Guinea-Bissau president names government in move to end deadlock
In a presidential decree published Wednesday, Vaz gave the lion’s share of posts in the 31-member government to members of his African Party for the Independence of Guinea-Bissau and Cape Verde (PAIGC), which has the most seats in parliament.
The reshuffle came under an initiative launched by the 16-nation Economic Community of West African States (ECOWAS).
Vaz’s elected five-year mandate ended on June 23 but he is temporarily staying on under an ECOWAS mediation plan.
On Saturday, ECOWAS declared Vaz should “leave the conduct of business to the government” until new presidential elections are staged on November 24.
Sitting between Senegal and Guinea on Africa’s west coast, Guinea-Bissau has struggled with volatility for years.
It has seen multiple attempted and successful coup bids since independence from Portugal in 1974.
The latest crisis dates back to 2015, when Vaz fell out with then prime minister, Domingos Simoes Pereira, and fired him.

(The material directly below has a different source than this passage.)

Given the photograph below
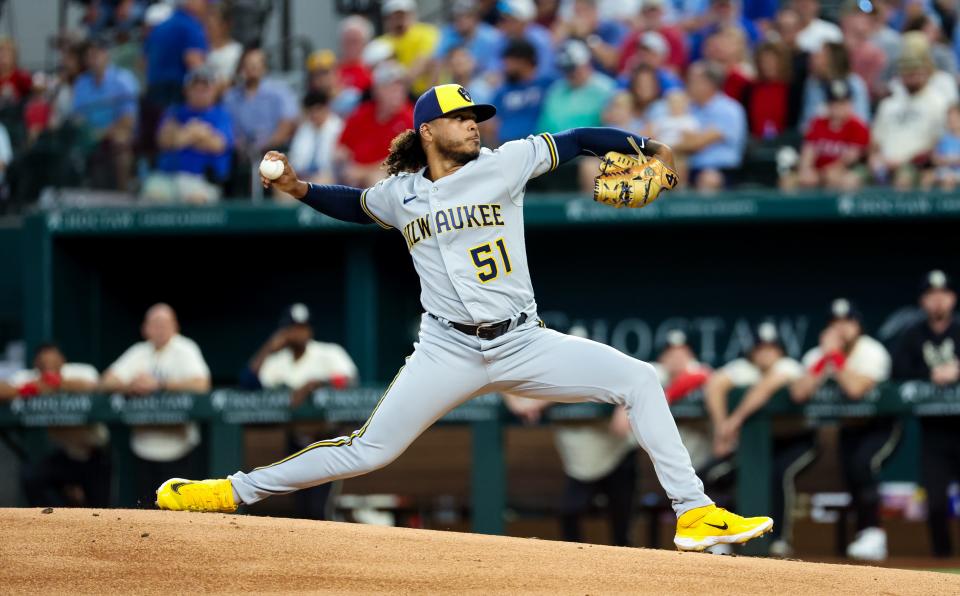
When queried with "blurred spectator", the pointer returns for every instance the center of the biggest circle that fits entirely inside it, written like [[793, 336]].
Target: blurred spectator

It had been hoped that the row would be settled by legislative elections on March 10.
But it deepened after PAIGC and its allies won a majority of seats in parliament and proposed Pereira, the party leader, as prime minister — a move Vaz opposed.

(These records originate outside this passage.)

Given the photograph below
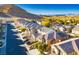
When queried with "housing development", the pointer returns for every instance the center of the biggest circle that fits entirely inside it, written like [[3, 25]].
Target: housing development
[[23, 33]]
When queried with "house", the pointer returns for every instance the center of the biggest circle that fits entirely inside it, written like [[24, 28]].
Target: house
[[68, 28], [75, 30], [62, 36], [68, 47]]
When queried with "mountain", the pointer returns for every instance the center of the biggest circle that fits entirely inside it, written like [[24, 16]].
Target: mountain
[[16, 11]]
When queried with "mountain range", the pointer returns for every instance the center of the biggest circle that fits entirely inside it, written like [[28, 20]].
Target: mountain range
[[16, 11]]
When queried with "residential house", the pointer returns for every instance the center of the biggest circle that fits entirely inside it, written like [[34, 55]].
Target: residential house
[[75, 30], [68, 47]]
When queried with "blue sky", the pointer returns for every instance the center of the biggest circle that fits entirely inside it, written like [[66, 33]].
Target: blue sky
[[50, 9]]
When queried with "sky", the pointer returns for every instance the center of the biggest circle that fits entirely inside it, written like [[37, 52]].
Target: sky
[[51, 9]]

The incoming government will be led by current caretaker prime minister, Aristide Gomez.
He is a longstanding member of the PAIGC, a major party in the fight to end Portuguese colonial rule in 1974 and then set up a Marxist-Leninist state.
Multi-party democracy came in the 1990s, but Vaz is the first president to complete his elected term in a small, mostly agricultural country marked by military coups and drug trafficking.

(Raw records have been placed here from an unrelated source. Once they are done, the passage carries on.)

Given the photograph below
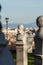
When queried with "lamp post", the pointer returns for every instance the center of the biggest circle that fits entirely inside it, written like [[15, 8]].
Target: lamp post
[[6, 27], [0, 12]]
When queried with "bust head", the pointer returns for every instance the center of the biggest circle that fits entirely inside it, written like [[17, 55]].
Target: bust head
[[39, 21], [0, 26]]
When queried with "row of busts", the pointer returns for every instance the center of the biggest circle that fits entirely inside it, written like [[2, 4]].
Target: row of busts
[[28, 35]]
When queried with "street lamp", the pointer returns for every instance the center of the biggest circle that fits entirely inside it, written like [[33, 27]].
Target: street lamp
[[7, 26]]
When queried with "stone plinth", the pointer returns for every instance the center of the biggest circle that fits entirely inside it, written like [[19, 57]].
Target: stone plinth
[[21, 50]]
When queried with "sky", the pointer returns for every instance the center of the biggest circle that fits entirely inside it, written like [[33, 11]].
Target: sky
[[21, 11]]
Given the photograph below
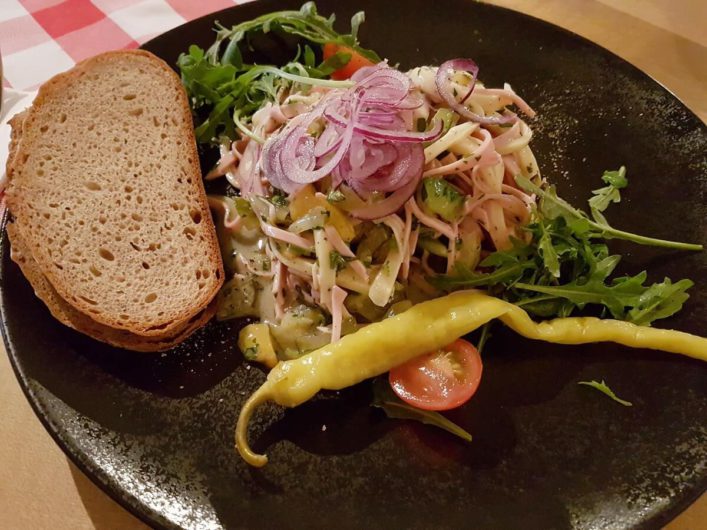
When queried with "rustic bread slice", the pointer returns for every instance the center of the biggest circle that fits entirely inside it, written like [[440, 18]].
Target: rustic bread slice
[[69, 316], [106, 191]]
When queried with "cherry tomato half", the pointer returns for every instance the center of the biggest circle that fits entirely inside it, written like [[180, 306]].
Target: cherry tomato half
[[441, 380], [356, 62]]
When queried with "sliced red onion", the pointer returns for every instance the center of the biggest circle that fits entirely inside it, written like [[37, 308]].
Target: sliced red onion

By separate decree, Vaz named a new attorney general, Ladislau Clemente Fernando Embassa, “until the swearing-in of a new president of the republic.”
This appointment was also in response to an ECOWAS demand.
The previous attorney-general, Bacari Baia, resigned on Tuesday, three days after he called for parliament speaker Cipriano Cassama to be arrested for “attempting to subvert constitutional order”.
A majority of MPs had been pushing for Cassama to take over the interim presidency in place of Vaz.
Baia had also been accused by the PAIGC of “acts of persecution” against party officials.